Partie de croquet avec europhobes

Dans Brexit romance, l’écrivaine française exprime à voix haute ses remarques personnelles depuis son installation outre-Manche. Par exemple, son premier choc culturel, « la bienveillance des Britanniques, leur suspension du jugement ». Ou à l’inverse, « le manque de spontanéité britannique qui semble le pendant du côté impulsif français ».

Des traits de caractère qui infusent des dialogues savoureux et des situations cocasses ou enflammées autour du féminisme, de la laïcité, du racisme, des privilèges. « Je trouvais rafraîchissant de montrer une autre culture, en révélant les points aveugles de la tienne », défend-elle.

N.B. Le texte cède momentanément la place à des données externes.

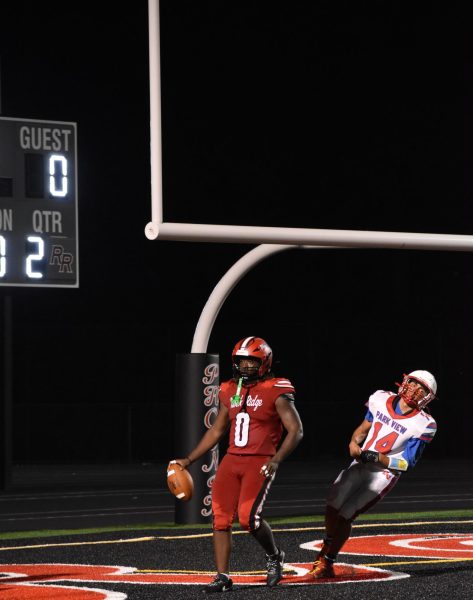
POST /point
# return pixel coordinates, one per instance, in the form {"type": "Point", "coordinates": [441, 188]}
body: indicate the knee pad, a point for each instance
{"type": "Point", "coordinates": [222, 523]}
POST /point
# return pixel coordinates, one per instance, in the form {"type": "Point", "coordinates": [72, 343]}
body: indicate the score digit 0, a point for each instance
{"type": "Point", "coordinates": [58, 181]}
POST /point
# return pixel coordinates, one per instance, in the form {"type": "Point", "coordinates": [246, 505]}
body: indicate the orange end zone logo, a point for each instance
{"type": "Point", "coordinates": [415, 545]}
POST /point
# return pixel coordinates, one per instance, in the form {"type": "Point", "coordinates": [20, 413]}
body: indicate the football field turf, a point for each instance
{"type": "Point", "coordinates": [421, 555]}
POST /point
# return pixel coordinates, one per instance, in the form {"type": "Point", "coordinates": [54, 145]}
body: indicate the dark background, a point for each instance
{"type": "Point", "coordinates": [298, 114]}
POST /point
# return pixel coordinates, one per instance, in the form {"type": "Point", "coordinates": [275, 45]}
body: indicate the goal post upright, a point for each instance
{"type": "Point", "coordinates": [198, 372]}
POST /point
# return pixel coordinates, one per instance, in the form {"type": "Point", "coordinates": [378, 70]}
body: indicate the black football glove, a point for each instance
{"type": "Point", "coordinates": [369, 456]}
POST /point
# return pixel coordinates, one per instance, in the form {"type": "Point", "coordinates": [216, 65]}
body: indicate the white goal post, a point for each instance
{"type": "Point", "coordinates": [157, 229]}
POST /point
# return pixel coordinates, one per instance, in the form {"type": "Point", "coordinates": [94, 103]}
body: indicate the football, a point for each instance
{"type": "Point", "coordinates": [180, 481]}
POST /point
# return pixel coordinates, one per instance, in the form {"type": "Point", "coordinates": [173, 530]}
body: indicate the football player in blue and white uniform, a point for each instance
{"type": "Point", "coordinates": [391, 438]}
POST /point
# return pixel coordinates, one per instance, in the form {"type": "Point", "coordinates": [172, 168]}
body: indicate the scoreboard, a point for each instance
{"type": "Point", "coordinates": [38, 203]}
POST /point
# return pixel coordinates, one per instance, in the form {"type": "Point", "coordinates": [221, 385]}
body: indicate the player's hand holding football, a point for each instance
{"type": "Point", "coordinates": [269, 468]}
{"type": "Point", "coordinates": [183, 462]}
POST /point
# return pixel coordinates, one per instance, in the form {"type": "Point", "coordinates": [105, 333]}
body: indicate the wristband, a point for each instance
{"type": "Point", "coordinates": [369, 456]}
{"type": "Point", "coordinates": [398, 464]}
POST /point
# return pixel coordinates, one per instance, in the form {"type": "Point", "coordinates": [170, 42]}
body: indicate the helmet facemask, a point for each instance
{"type": "Point", "coordinates": [255, 349]}
{"type": "Point", "coordinates": [414, 396]}
{"type": "Point", "coordinates": [246, 372]}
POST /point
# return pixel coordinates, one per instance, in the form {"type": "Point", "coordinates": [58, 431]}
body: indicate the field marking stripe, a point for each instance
{"type": "Point", "coordinates": [36, 546]}
{"type": "Point", "coordinates": [417, 562]}
{"type": "Point", "coordinates": [202, 535]}
{"type": "Point", "coordinates": [321, 528]}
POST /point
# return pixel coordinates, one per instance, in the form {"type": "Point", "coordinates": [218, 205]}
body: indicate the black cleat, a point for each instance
{"type": "Point", "coordinates": [275, 565]}
{"type": "Point", "coordinates": [220, 583]}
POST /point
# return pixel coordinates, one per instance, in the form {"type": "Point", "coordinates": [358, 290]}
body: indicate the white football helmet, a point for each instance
{"type": "Point", "coordinates": [418, 401]}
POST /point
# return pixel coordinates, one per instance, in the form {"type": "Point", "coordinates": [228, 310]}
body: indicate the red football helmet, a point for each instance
{"type": "Point", "coordinates": [417, 398]}
{"type": "Point", "coordinates": [255, 348]}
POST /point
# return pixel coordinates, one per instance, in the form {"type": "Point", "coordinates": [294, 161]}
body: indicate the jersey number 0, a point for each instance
{"type": "Point", "coordinates": [242, 427]}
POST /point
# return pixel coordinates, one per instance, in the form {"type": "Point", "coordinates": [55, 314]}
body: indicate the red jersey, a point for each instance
{"type": "Point", "coordinates": [255, 424]}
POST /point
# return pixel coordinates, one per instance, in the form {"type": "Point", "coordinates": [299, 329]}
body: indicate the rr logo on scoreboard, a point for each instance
{"type": "Point", "coordinates": [61, 258]}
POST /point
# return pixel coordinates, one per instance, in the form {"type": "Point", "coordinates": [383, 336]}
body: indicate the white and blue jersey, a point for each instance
{"type": "Point", "coordinates": [395, 434]}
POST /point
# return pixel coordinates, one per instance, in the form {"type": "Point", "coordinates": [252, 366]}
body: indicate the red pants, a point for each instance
{"type": "Point", "coordinates": [239, 488]}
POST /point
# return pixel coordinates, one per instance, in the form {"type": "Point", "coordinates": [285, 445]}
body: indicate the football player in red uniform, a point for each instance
{"type": "Point", "coordinates": [258, 407]}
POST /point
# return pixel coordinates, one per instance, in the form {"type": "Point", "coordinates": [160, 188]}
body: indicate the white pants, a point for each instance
{"type": "Point", "coordinates": [360, 487]}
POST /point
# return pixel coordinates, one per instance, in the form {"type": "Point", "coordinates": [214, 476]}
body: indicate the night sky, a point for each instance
{"type": "Point", "coordinates": [297, 114]}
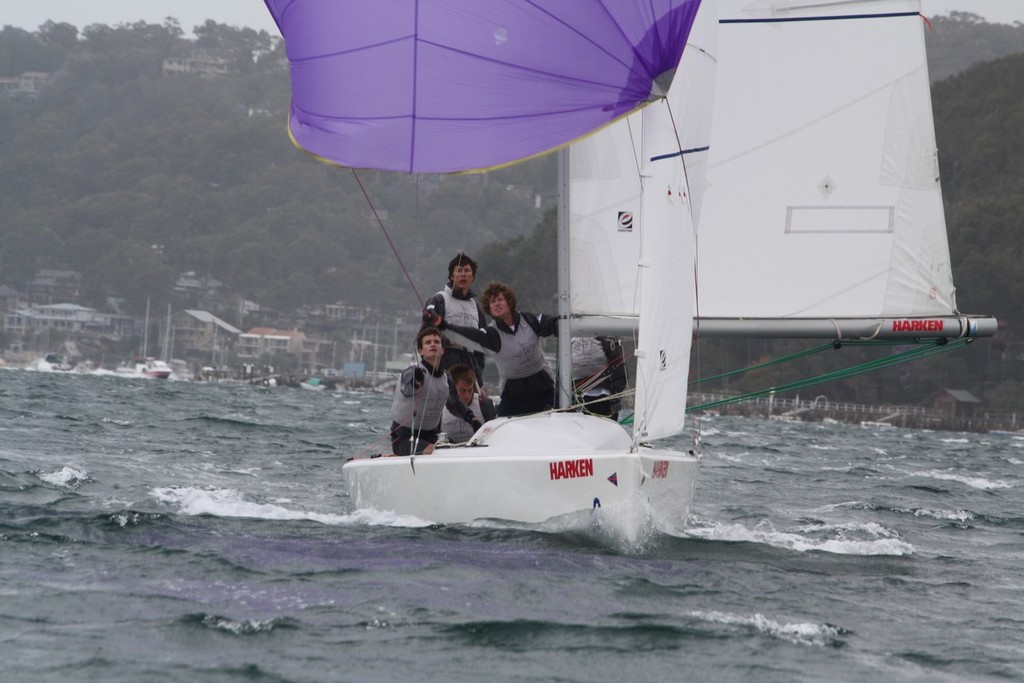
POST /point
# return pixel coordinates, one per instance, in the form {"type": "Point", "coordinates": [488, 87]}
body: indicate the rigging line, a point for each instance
{"type": "Point", "coordinates": [882, 364]}
{"type": "Point", "coordinates": [387, 236]}
{"type": "Point", "coordinates": [766, 364]}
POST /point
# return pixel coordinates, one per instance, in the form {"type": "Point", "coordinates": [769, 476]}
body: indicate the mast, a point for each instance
{"type": "Point", "coordinates": [564, 379]}
{"type": "Point", "coordinates": [145, 332]}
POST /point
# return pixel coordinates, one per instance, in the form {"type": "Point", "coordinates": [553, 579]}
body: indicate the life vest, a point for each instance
{"type": "Point", "coordinates": [422, 410]}
{"type": "Point", "coordinates": [458, 430]}
{"type": "Point", "coordinates": [521, 354]}
{"type": "Point", "coordinates": [465, 312]}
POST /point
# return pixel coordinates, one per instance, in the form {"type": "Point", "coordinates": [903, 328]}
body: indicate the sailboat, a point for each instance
{"type": "Point", "coordinates": [669, 224]}
{"type": "Point", "coordinates": [560, 465]}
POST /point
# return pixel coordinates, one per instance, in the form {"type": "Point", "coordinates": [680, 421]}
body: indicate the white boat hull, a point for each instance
{"type": "Point", "coordinates": [534, 469]}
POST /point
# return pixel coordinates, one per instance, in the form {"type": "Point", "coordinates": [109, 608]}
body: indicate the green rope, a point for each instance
{"type": "Point", "coordinates": [784, 358]}
{"type": "Point", "coordinates": [932, 348]}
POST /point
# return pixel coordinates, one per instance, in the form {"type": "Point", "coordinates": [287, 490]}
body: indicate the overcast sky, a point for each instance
{"type": "Point", "coordinates": [30, 14]}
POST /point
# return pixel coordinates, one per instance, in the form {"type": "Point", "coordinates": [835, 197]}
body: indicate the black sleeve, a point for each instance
{"type": "Point", "coordinates": [487, 337]}
{"type": "Point", "coordinates": [544, 326]}
{"type": "Point", "coordinates": [437, 301]}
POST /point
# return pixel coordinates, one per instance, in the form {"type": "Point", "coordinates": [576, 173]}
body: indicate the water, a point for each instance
{"type": "Point", "coordinates": [155, 530]}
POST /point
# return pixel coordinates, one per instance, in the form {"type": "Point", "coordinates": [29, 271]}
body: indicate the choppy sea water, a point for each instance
{"type": "Point", "coordinates": [161, 530]}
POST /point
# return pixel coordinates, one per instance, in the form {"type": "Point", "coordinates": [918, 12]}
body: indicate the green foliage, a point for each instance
{"type": "Point", "coordinates": [127, 174]}
{"type": "Point", "coordinates": [132, 177]}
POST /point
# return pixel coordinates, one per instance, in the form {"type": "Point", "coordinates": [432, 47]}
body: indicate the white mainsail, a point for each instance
{"type": "Point", "coordinates": [822, 182]}
{"type": "Point", "coordinates": [635, 189]}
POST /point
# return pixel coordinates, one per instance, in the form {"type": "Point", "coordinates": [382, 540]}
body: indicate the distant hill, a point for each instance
{"type": "Point", "coordinates": [958, 40]}
{"type": "Point", "coordinates": [144, 156]}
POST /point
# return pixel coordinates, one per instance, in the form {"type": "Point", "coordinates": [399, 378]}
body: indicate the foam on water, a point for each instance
{"type": "Point", "coordinates": [973, 481]}
{"type": "Point", "coordinates": [800, 633]}
{"type": "Point", "coordinates": [231, 503]}
{"type": "Point", "coordinates": [68, 477]}
{"type": "Point", "coordinates": [853, 539]}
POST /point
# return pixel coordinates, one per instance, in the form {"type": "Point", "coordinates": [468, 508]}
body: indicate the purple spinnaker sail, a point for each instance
{"type": "Point", "coordinates": [432, 86]}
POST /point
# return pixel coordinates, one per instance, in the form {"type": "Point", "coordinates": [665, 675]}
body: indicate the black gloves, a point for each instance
{"type": "Point", "coordinates": [431, 317]}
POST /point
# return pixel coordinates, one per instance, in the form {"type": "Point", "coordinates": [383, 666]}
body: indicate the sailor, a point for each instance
{"type": "Point", "coordinates": [456, 427]}
{"type": "Point", "coordinates": [457, 303]}
{"type": "Point", "coordinates": [514, 338]}
{"type": "Point", "coordinates": [420, 397]}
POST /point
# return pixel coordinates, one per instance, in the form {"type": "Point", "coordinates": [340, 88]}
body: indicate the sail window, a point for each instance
{"type": "Point", "coordinates": [839, 219]}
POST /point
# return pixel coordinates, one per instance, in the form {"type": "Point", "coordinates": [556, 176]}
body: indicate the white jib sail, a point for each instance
{"type": "Point", "coordinates": [630, 207]}
{"type": "Point", "coordinates": [666, 225]}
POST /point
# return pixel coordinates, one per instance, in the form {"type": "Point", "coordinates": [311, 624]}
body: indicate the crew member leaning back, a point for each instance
{"type": "Point", "coordinates": [420, 396]}
{"type": "Point", "coordinates": [457, 303]}
{"type": "Point", "coordinates": [514, 338]}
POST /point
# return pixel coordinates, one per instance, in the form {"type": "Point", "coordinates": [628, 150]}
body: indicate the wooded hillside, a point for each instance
{"type": "Point", "coordinates": [133, 175]}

Un peu comme si, au fil des actes du roman, le docteur Clémentine se disputait avec Mrs Beauvais. Il y a, par exemple, cette scène où Marguerite, naïve héroïne fascinée par l’aristocratie anglaise, se retrouve coincée dans une partie de croquet lors d’un pique-nique organisé par des membres du UKIP – le parti europhobe. Ou celle confrontant Pierre, lors d’une soirée vin-tricot-club de lecture, aux lacunes de ses connaissances en féminisme et antiracisme. « C’est une scène un peu osée parce que le débat est important, mais la situation comique ; j’y suis un peu moqueuse », confesse Clémentine Beauvais.

« Vous savez, il y a ces personnes qui sont des raisonneurs, souvent de gauche, hyperconnectés et qui sont toujours en avance sur le dernier combat, la polémique en date. Elles ont fondamentalement raison, mais arrivent à vous faire sentir bête ou à court d’arguments parce que vous n’aviez pas entendu parler de ce combat. »

Moqueur, oui. Tendre, certainement. Avec une écriture maîtrisée, allant et venant entre la rhétorique des réseaux sociaux et un langage châtié. La romancière a aussi pris le risque d’écrire un livre éphémère, périssable pour mieux parler de son temps. Et, à une époque où tout va vite, à l’heure des start-up, de Tinder et de WhatsApp, elle réussit à livrer une déclaration aigre-douce sur la jeunesse européenne, l’engagement politique… et même l’amour.

Brexit romance, de Clémentine Beauvais, éd. Sarbacane, 456 pages, 17 euros.